Do you ever take the time to really think about the importance of collecting your thoughts before you speak? How many times have you found yourself in an interview ready to jump through the seat once the hiring manager finishes their question? Or chomping at the bit to finish someone else’s thought when speaking with a co-worker, client, or even a spouse?

As rap legends, Run DMC, once told us…PAUSE.

We spend hours and hours preparing for an upcoming interview and running every possible question which could be asked through our mind (at least you should be but that’s for another post!) and how we will best answer. How many of you have prepared, the big day comes, our nerves are running, and the interviewer asks you a question which was not on your list and you find yourself scrambling. I’m here to tell you that how you handle the next few seconds can overcome what can become a rambling stream of incoherence into a thoughtful response.
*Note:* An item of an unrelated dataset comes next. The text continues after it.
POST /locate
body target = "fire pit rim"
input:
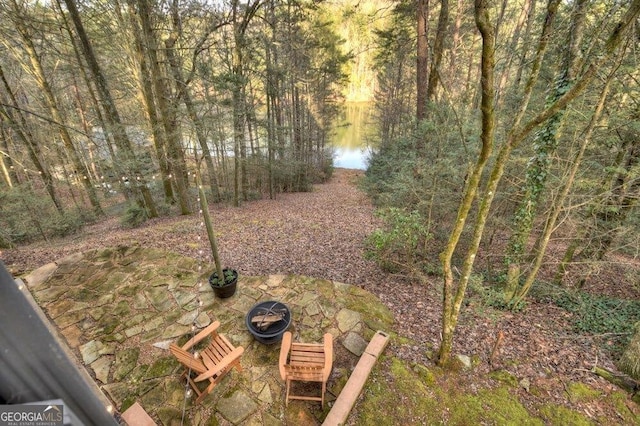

1. Remember you are not running the 100M dash: Speed is not the name of the game as it relates to an interview. Impulsive answers are not always the best answers…even though your gut instinct might be telling you to answer immediately. Catch your breath, give a few seconds to consider the question, and put together a thorough response you could be proud of.

2. If you take a pause…don’t let your body pause either: Just as important your answer could be during an in-person interview your body language can help amplify your answer or detract from it. If you need to take a few seconds to think through your answer, make sure your body doesn’t pause as well. Are you sitting upright and looking the interviewer in the eyes? (Good) Are your arms folded across your chest or staring into space aimlessly? (Bad)

3. Repetition can be your friend. Repeat. Repetition can be your friend: For some of you the thought of there being an extended moment of silence during your interview can cause you anxiety. I’m here to tell you that by repeating the question or asking the interviewer to repeat the question is perfectly normal and sometimes is appreciated. As someone who interviews people constantly, I don’t mind if someone asks me to repeat the question because it ensures they are truly figuring out the best way to answer the question.

Moments of silence can be an ally in any interview. Start learning ways to incorporate them into your practice interviews and you will become more confident in any future job opportunities your considering.